China semester events tackle piracy, business
Piracy and business are the watchwords for this week’s China semester activities beginning today in Webster Hall Auditorium.
Dr. Andrew Mertha, assistant professor of political science at Washington University in St. Louis, will make two presentations dealing with those topics.
The first, “The Politics of Piracy: Intellectual Property in Contemporary China” is slated for 9 a.m. today.
Mertha said it will not be a simple primer on Chinese laws.
“Focusing on China laws and regulations is not terribly useful because they are rarely enforced,” he said. “Rather, I will be looking at how local politics affects the production and sales of counterfeit and pirated goods and how foreign firms can and have been making a difference by working with local Chinese governments.”
The presentation is free and open to the public.
One of the principal assumptions about Sino-U.S. trade negotiations is that once the U.S. and China come to an agreement, the degree to which implementation will be successful is a function of Beijing’s will. Mertha argues that this assumption is fundamentally flawed, that policy implementation is shaped by the actual contours of particular bureaucracies, quite independent of Beijing’s preferences. He uses the case of intellectual property to illustrate these claims.

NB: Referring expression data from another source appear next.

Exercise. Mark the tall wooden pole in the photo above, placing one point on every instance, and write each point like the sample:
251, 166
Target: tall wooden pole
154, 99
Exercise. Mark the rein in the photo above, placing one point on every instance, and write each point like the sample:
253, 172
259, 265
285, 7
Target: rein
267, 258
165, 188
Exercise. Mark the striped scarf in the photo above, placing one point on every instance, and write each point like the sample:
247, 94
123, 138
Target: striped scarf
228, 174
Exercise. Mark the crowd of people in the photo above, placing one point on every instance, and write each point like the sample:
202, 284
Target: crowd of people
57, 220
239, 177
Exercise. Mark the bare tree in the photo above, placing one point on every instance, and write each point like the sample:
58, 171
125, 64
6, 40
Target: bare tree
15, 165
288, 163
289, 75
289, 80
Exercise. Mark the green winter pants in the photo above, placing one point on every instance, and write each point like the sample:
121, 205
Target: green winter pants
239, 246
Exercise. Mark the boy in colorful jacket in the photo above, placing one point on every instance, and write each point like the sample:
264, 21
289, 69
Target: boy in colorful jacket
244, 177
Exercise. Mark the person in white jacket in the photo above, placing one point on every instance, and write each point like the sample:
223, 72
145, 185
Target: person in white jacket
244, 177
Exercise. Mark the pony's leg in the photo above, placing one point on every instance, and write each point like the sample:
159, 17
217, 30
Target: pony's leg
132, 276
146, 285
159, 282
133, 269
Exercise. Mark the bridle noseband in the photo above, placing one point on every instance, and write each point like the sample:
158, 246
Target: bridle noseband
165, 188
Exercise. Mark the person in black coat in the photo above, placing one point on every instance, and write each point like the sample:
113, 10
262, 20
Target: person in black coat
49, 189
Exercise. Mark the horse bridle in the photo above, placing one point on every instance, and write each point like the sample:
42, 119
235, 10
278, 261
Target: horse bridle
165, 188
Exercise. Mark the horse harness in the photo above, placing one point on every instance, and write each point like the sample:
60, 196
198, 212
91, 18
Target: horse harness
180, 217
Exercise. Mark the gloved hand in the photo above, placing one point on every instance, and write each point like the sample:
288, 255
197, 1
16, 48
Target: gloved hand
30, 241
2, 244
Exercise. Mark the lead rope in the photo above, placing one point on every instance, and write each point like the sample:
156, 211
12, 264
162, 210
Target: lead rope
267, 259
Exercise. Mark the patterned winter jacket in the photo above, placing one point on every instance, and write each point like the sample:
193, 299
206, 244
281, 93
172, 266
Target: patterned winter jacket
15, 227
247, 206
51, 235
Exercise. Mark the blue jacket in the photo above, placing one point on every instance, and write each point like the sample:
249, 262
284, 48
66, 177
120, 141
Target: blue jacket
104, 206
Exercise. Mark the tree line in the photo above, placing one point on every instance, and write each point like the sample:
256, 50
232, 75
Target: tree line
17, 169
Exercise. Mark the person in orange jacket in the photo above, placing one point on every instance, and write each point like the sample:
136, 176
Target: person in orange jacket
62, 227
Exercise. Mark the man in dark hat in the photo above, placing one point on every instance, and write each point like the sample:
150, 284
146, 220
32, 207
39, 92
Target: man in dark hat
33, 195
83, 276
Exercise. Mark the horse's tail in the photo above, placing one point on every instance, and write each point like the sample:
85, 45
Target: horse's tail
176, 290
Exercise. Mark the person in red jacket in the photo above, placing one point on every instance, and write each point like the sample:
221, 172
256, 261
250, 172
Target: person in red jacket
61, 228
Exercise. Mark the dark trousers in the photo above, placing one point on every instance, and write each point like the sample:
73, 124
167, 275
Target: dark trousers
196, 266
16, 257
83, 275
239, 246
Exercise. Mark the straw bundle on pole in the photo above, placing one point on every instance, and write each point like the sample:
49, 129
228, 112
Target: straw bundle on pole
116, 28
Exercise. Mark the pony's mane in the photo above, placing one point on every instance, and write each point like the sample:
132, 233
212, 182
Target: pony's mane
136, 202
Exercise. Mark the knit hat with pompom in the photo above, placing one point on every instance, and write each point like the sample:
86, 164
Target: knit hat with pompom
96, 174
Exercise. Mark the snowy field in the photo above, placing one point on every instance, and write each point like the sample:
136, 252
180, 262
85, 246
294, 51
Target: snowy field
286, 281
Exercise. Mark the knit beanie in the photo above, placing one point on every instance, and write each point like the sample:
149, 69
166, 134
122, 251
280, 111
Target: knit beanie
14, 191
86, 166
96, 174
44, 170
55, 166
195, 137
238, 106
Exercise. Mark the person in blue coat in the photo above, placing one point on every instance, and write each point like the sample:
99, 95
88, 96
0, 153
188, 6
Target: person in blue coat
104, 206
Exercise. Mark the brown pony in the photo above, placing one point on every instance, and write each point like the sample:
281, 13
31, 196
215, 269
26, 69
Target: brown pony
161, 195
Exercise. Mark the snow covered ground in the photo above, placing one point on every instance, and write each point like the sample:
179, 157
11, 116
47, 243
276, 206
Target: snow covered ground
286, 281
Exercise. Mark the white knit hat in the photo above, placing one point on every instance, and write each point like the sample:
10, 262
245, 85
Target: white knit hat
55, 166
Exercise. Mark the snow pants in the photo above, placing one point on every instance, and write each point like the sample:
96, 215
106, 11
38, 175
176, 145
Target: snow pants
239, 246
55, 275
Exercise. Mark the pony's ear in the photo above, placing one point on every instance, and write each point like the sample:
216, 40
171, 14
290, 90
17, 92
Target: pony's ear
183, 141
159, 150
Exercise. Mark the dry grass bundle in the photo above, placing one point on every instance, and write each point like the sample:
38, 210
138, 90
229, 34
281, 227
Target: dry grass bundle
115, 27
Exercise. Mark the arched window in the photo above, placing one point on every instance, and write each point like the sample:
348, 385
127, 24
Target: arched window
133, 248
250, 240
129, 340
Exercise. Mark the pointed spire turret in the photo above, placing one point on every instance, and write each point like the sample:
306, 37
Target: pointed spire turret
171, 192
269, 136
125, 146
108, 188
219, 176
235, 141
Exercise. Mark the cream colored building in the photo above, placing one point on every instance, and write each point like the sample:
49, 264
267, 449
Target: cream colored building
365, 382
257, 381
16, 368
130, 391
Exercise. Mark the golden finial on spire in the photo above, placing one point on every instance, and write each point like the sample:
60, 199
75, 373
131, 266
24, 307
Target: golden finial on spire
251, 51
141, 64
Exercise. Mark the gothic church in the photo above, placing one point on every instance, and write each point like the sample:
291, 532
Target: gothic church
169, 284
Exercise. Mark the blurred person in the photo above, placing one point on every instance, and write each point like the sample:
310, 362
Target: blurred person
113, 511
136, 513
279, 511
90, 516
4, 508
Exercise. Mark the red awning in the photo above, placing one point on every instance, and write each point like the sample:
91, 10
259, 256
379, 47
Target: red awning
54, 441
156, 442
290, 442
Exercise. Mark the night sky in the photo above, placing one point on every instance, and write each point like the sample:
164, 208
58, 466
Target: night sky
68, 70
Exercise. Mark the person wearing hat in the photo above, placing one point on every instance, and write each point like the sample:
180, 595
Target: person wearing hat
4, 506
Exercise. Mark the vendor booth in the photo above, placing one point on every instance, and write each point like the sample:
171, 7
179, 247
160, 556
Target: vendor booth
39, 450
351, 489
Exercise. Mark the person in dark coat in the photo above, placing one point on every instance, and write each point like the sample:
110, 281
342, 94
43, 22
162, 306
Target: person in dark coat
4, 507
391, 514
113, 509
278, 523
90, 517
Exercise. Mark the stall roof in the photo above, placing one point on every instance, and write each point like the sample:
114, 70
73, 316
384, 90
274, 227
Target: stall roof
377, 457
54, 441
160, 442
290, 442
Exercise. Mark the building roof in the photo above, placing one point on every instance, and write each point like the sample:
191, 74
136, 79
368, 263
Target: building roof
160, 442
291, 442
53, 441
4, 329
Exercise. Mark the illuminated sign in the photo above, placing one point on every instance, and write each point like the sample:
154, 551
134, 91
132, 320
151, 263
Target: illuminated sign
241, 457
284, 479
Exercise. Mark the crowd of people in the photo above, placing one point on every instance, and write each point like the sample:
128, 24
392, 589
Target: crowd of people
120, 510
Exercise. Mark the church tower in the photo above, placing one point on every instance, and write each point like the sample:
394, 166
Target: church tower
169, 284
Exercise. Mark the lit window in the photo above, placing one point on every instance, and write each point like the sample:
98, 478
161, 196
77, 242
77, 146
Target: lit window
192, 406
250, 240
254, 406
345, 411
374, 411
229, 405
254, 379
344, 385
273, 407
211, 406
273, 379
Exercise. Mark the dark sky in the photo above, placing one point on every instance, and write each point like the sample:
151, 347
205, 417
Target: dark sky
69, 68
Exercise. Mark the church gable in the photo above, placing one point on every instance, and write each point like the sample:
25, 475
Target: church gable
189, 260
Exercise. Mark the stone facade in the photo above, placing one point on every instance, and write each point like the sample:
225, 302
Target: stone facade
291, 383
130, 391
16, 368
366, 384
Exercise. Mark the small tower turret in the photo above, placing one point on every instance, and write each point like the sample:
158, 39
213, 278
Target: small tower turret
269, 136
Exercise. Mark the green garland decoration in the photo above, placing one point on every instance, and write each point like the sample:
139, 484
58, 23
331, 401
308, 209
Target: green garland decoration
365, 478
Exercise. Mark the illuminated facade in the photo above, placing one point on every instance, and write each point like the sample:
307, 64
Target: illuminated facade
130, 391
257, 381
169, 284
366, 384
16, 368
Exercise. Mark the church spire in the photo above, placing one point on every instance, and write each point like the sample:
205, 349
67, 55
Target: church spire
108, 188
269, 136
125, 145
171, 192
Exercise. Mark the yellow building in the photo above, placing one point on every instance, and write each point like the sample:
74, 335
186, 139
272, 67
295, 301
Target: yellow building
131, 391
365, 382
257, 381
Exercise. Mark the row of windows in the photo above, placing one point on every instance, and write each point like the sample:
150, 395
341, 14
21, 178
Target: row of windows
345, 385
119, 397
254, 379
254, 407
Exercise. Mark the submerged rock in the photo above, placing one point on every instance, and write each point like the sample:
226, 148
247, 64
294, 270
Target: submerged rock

The second presentation, “Six Things That Every Businessperson Should Know About China,” will take place at 11 a.m. today in Cornell Auditorium in Plaster Hall.
Mertha said the presentation will be more entertaining than the advance literature might indicate.
“The six lessons are pretty much a template by which to understand what goes on in local Chinese politics for anybody seeking to engage or relying upon Chinese government assistance,” he said.
“This may appeal to businesspeople, but it would be useful to anybody and everybody — study abroad students, students of Chinese politics, economics and business and even those simply trying to understand what is really going on in China.”
This presentation is also free and open to all.
Mertha has a B.A. and a Ph.D. from the University of Michigan and is the author of two books: Water Warriors: Political Pluralization in China’s Hydropower Policy (estimated publication date, March 2008) and The Politics of Piracy: Intellectual Property in Contemporary China.
He has been a visiting scholar at Beijing Uni-versity’s Research Center for Contemporary China and at Stanford’s Asia/Pacific Research Center.